Тина еще ниже наклонила голову.
– Подними голову. Посмотри мне в глаза.
– Я лучше пойду, Карел.
– Куда? Ну почему? Послушай, послушай меня хоть раз!
– Нет, мне пора. Правда пора. До завтра!
– Ты просто не хочешь мне поверить. Просто не хочешь.
– Мне пора, Карел. Я приду завтра. А ты придешь?
– Я не знаю, Тина. Я не знаю, зачем это тебе, если ты мне не веришь.
– Я тебе верю, Карел, но ты ошибаешься.
– Ты невозможна!
Тина всхлипнула.
– Ладно, не реви. Я приду. Когда?
– Завтра? В восемь.
– А почему так поздно?
– Завтра уезжает дед. Он хочет, чтобы я его проводила.
– Уезжает? Куда?
– Ну-у-у, ты не понял? У нас в семье это так называют.
– А-а-а. Хорошо, в восемь.
Тина ушла, как всегда, не оглядываясь. Она обладала способностью исчезать мгновенно, будто растворяясь в воздухе. Или в этой, придуманной ею преграде. Карел нахмурился. Странный это вывих у Тины. Иногда ему даже жутко с ней. Но зато она не врет, как другие. И она настоящая. В этом он уверен.
Карел сам не понимал, почему он недолюбливает виртуалов. В их семье никогда не говорилось о них ничего плохого, но он инстинктивно сторонился их, хотя никогда не участвовал в налетах на их кварталы.
Карел пошел по улице, разглядывая прохожих. Домой идти не хотелось. Там отец, безработный, пьяный и злой, как скорпион, которому ни разу в жизни не удалось никого укусить. И мать, угрюмая и жадная. И тоже всегда пьяная. А трезвая, она, чуть что, грозится бросить все и уйти в "Надежду". Только никуда она не пойдет. Того, что она зарабатывает, хватает только на то, чтобы сводить концы с концами. А для "Надежды" нужно в десять раз больше. Если бы у Карела были такие деньги, только бы его здесь и видели. Карел представил себе мир, который бы он выбрал, окажись у него нужная сумма.

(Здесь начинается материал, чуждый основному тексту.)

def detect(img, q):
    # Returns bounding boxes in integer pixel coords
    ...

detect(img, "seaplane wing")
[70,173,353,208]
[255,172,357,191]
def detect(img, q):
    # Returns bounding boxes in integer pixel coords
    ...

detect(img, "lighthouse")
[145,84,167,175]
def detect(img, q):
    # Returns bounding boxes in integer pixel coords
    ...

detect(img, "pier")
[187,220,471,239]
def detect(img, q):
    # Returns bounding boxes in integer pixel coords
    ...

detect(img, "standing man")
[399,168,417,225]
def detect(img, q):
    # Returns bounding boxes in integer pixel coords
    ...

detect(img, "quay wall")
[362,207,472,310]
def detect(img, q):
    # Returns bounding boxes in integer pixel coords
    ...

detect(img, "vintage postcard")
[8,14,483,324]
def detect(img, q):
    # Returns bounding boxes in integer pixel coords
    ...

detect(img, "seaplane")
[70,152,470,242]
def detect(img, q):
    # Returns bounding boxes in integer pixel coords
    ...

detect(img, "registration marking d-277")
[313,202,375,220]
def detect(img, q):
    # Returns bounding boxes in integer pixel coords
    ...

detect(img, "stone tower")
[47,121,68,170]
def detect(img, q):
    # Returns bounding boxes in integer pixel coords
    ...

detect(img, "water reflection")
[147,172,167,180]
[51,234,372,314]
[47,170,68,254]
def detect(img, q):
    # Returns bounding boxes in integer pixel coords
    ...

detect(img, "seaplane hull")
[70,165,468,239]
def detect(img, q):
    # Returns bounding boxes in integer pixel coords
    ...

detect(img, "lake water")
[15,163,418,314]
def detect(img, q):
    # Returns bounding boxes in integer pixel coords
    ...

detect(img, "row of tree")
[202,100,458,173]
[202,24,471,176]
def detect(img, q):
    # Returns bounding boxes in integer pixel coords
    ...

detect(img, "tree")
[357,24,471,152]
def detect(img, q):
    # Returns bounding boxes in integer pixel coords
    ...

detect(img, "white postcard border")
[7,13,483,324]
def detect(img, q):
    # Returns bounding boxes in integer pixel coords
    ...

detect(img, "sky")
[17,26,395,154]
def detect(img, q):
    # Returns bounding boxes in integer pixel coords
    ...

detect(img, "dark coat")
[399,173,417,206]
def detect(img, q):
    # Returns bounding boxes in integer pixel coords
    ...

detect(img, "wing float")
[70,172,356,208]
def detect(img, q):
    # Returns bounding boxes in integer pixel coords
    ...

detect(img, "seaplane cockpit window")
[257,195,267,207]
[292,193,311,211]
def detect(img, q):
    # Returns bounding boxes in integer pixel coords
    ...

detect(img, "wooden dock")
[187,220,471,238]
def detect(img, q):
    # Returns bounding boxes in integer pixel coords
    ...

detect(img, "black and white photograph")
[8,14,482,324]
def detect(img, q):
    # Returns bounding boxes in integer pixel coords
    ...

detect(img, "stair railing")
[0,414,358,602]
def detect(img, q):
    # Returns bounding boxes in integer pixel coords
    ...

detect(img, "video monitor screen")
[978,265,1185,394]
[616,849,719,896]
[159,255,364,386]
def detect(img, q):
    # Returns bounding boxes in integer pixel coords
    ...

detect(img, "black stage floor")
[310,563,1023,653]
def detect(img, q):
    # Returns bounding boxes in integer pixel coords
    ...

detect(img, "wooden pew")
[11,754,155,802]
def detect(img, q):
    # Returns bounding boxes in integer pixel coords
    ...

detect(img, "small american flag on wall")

Интересно, согласилась бы Тина уйти с ним? Он никогда ее не спрашивал. Но он мог часами рассказывать ей о "своем" мире. Она очень правильно слушала, не перебивая и не добавляя чего-то от себя. Ведь это был его мир. А Тина совсем-совсем другая. Вряд ли ей подойдет это. Жаль, если придется расстаться с ней. У нее такие чудесные светлые-светлые серые глаза. И кожа такая тонкая, прозрачная. И что она выдумала эту свою преграду? Она так чудно говорит об этом. А может... Да нет, чушь это. Не может такого быть, чтобы только у нее одной существовала такая оболочка. Неснимаемая, непроницаемая, сплошная оболочка, которую никто не видит. И которая то уплотняется, то, наоборот, становится тоньше. Как сегодня. Дурак он! Надо было подыграть ей, сказать, что эту ее чертову преграду можно утончить еще больше. И тогда... Да нет, Тина чокнутая. Пожалуй, ей лучше в этой ее оболочке.